The Ghosts of Borley Rectory - New Release Review
Director: Steven M. Smith
Starring: Toby Wynn-Davies, Julian Sands, Toyah Willcox, Reece Putinas, Leila Kotori, Louisa Warren, Richard Harfst, and Lee Hancock
Written by: Steven M. Smith and Christopher Jolley
Produced by: Paul G. Andrews, Gregory Schmauss, Kris Smith, Steven M. Smith, and Louisa Warren
Cinematography by: Jonathan Nicol
Original Score by: Darren Wonnacott
Synopsis:
In 1937, leading British paranormal investigator Harry Price has the opportunity to conduct a six-month long investigation at Borley Rectory. There he will encounter a demonic force and finally find the truth behind the ghosts that haunt the most haunted house in England.
Thoughts:
Some horror films are great. Some horror films are good. Some horror films are bad and that’s part of the fun. 'The Ghosts of Borley Rectory', however, is just plain terrible. This low-budget, Amazon Original production is so poor that I almost regret watching it.
Director Steven M. Smith has already tackled the story of Borley Rectory in his 2019 film 'The Haunting of Borley Rectory', which currently has an abysmal 3.5/10 rating on IMDB. If this film was Smith’s attempt at redoing the story to get a better rating, I don’t think he’s achieved his goal. If the film embraced its straight-up badness, I wouldn’t have minded as much but 'The Ghosts of Borley Rectory' takes itself way too seriously. It is cringeworthy, boring, and awkward.
The cinematography is cheap and the editing is clunky; it feels like a bad BBC documentary at times. The director overuses exterior shots of the Rectory, most of which are not good, and the framing of the characters – who lack personality and are plagued with wooded and clichéd dialogue – is awkward. Many shots do not feel cinematic at all.

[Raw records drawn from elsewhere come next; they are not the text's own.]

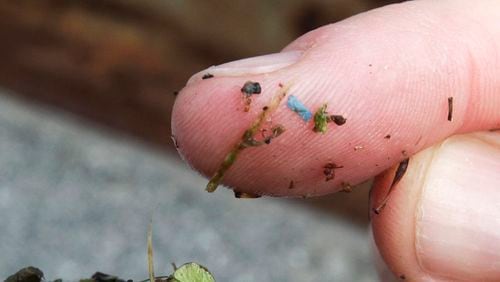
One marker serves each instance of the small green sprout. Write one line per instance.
(321, 119)
(247, 138)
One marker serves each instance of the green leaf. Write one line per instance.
(192, 272)
(321, 119)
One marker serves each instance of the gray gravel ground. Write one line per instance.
(75, 199)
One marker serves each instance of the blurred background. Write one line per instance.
(86, 91)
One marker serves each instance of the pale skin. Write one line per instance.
(389, 72)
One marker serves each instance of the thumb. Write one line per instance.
(443, 220)
(389, 72)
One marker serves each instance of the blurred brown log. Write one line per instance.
(118, 61)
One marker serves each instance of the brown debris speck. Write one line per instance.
(346, 187)
(250, 88)
(231, 156)
(450, 108)
(175, 141)
(329, 171)
(243, 195)
(400, 172)
(338, 119)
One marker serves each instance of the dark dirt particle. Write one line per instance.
(231, 156)
(338, 119)
(275, 132)
(27, 274)
(450, 108)
(243, 195)
(400, 172)
(329, 171)
(250, 88)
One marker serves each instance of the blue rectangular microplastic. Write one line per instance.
(295, 105)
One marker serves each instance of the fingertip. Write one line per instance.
(441, 220)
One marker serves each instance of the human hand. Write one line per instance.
(390, 72)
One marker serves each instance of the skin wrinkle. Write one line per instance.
(343, 80)
(488, 143)
(418, 203)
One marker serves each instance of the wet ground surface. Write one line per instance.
(76, 199)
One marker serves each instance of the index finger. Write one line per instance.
(391, 73)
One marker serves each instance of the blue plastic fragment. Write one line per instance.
(295, 105)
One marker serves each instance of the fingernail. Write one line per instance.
(254, 65)
(458, 218)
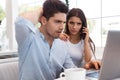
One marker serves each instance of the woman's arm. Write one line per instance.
(87, 50)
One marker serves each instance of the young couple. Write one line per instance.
(41, 55)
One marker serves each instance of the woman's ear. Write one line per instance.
(43, 20)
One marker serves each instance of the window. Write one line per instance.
(102, 15)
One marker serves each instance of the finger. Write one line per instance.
(96, 65)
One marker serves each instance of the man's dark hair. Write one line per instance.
(50, 7)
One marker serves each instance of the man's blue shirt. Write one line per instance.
(37, 61)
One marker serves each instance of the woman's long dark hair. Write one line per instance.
(80, 14)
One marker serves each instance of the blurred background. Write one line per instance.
(102, 15)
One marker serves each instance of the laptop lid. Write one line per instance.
(110, 68)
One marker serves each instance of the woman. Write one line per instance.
(81, 47)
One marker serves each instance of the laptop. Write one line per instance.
(110, 68)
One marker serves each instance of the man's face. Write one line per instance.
(55, 25)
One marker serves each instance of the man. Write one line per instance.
(41, 55)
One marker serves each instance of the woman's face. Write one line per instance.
(74, 25)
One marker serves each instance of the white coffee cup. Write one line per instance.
(74, 74)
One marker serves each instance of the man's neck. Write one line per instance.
(48, 38)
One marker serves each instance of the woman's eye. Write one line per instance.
(72, 23)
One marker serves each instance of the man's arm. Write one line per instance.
(32, 16)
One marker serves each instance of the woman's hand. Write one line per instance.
(93, 64)
(86, 31)
(64, 36)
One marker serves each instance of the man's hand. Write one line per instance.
(93, 64)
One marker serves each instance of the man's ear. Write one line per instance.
(43, 20)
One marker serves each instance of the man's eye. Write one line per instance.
(79, 23)
(58, 21)
(72, 23)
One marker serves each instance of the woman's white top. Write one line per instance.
(76, 52)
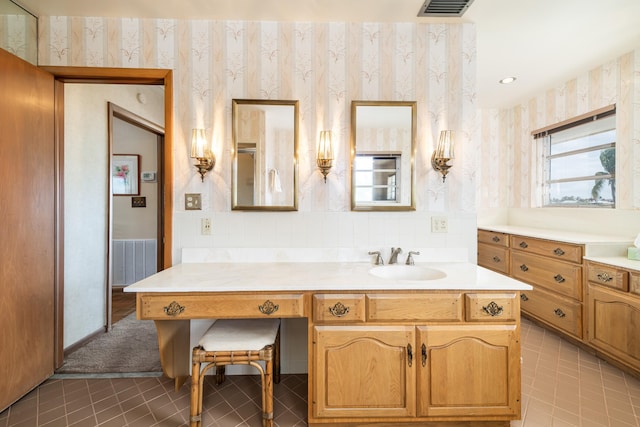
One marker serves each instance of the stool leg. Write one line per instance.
(276, 356)
(195, 408)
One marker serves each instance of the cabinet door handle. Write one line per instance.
(493, 309)
(339, 310)
(268, 307)
(604, 277)
(558, 312)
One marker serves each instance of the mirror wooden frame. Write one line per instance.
(373, 206)
(272, 176)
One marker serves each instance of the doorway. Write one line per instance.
(136, 220)
(65, 75)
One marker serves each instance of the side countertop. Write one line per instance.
(316, 276)
(560, 235)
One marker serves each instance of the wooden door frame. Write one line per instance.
(64, 75)
(117, 112)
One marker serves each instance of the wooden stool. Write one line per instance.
(237, 342)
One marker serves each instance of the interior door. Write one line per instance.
(28, 225)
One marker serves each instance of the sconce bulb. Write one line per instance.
(324, 158)
(443, 153)
(201, 151)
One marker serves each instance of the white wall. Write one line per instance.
(86, 176)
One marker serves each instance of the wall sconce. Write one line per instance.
(324, 160)
(443, 153)
(201, 151)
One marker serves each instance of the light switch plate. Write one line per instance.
(439, 224)
(192, 202)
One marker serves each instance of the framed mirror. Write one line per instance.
(265, 155)
(382, 155)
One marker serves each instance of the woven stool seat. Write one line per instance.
(237, 342)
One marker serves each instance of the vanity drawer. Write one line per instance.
(338, 308)
(562, 277)
(493, 238)
(491, 307)
(608, 276)
(415, 307)
(559, 312)
(493, 257)
(212, 305)
(556, 250)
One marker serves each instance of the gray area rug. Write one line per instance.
(130, 346)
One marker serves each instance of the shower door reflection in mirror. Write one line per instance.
(265, 164)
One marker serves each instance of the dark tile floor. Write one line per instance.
(561, 386)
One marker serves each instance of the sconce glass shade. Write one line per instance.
(201, 150)
(324, 158)
(443, 153)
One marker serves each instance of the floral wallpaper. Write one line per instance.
(323, 65)
(507, 172)
(18, 35)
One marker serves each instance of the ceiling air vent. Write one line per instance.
(444, 8)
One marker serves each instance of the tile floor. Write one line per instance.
(562, 386)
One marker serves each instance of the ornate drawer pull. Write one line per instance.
(424, 355)
(604, 277)
(493, 309)
(268, 307)
(173, 309)
(558, 312)
(339, 310)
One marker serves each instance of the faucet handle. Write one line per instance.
(378, 260)
(410, 257)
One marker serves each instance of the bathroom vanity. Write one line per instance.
(383, 350)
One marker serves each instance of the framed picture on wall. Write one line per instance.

The backstory of the Rectory, which I was familiar with thanks to The Last Podcast on the Left’s coverage of it in their two-part series, is practically non-existent. Why is our protagonist, Harry Price, so obsessed with the story of Borley Rectory? If this film was my only resource, I couldn’t tell you!
The structure of the film, at first, appeared to be one of its saving graces. It opens with Harry Price’s initial 6 months in the Rectory, fast-forward to a year where Price reveals why he spent more time in the Rectory than planned, and then it flashes back to the ‘horror’ Price experienced there last month. However, it then ruins it by randomly having the Rectory burn down ‘for some mysterious reason’. If a film leaves you shaking your head and saying, ‘what the ***’, that’s not a good thing.
The film’s main antagonist, a ghostly nun, feels forced and out of place. The nun is terrible! The special effects are beyond cheap – I could do better on a free photoshop app, for goodness sake – and she lacks any drives or legit scariness. The nun’s obsession with Marianne, the wife of the minister who was the most recent tenant, feels random and lacks any sense. And we never get any answers in relation to it – who is she? What does she want? Why is she obsessed with Marianne? How did she die? Why is she stuck there? I don’t know!
Then, we not only have bad séance scenes where they communicate with the spirits within the Rectory, but it becomes about a higher power, a strong demonic force that is scaring the other spirits and trapping them in the Rectory. The reveal of this demonic power feels random, anticlimactic, and their face, which is meant to be scary, is clearly a cheap rubber mask with fake horns. It’s really bad.
The only thing I liked about the film was its opening credits – wonderfully Victorian with a good score – and the positive representation of Helen as an overweight woman who has (relative) agency and a believable story arc that isn’t connected to her weight in any way. That was a breath of fresh air, but it was unfortunately the film’s only one.
Borley Rectory is a legitimately creepy and (allegedly) true story that deserves much better treatment than this. Let’s hope Steven M. Smith doesn’t attempt it a third time.